Following the grouping, we create the training and testing data. Put simply, for each energy group we choose 10% of the available data using a uniform probability. This makes it possible to have a randomised dataset which contains samples of each group.
For each province in the dataset, we create an independent regression based on the sigmoid curve, parameterized by two variables. Afterwhich, we observe the regression for each province. The charts below shows the trends for the three groups of buildings:
The model assigns an energy group to all of the buildings by municipality on a single sheet based on the regression. Observing the results of the first test, we can see that we have reached an accuracy of 0.7786, i.e. just under 80%.
Subsequently, if we scramble the features to create an error in the dataset, we can determine the accuracy of the results. In this second test, we found that the accuracy decreased substantially. Specifically, we reached an accuracy of 0.3317 (around 30%), which proves the prediction capabilities of our models.
More studies are needed in order to include other variables that for the time being we decided to exclude, such as FOGLIO and PARTICELLA. Including them would require more pre-processing to translate them into actual geographic coordinates.
It is clear how Open Data can bring value in a business context.
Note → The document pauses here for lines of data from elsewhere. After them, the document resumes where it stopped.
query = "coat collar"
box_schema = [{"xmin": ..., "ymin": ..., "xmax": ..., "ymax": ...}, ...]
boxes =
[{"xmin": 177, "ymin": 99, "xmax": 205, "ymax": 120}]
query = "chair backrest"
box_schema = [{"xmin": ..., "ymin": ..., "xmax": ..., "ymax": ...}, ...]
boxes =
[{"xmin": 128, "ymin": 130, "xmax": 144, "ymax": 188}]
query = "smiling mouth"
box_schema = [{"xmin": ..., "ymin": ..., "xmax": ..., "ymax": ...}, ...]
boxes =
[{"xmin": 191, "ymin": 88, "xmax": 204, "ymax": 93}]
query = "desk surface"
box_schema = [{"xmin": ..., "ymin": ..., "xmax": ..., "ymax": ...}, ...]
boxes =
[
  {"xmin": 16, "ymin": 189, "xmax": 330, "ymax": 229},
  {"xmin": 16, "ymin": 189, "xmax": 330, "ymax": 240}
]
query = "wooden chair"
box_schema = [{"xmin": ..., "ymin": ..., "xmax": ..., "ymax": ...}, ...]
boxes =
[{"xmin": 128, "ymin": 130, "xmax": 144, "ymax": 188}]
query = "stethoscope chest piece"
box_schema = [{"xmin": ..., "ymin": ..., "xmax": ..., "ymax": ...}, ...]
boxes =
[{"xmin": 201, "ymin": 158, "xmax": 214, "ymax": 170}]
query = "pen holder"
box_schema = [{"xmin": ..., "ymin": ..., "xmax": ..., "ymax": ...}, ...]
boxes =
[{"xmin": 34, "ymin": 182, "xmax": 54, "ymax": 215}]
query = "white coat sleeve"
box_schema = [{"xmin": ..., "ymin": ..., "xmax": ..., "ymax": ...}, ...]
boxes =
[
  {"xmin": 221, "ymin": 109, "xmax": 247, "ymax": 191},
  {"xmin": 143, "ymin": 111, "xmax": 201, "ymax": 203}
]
Although we are at the very start of this “Open World”, we must start leveraging the relevant data that are open to us.
Of course, to even just handle the sheer volume of data at our disposal, the right tools are needed. But, before that, one must first be aware of the benefits and accept that this is where we are headed.
In fact, at this moment, experts claim that Open Data can be used in the fight against COVID-19. Others are contemplating the use of Open Data to move us towards Smart Cities for the benefit of citizens.
Businesses are using Open Data to enhance their existing services, optimise their processes and/or provide actionable insights derived from data analysis.
Financial institutions are in the position to leverage these same data to improve their risk assessment and monitoring activities. We are moving forward at an accelerated pace and being open is what it will be about in the near future.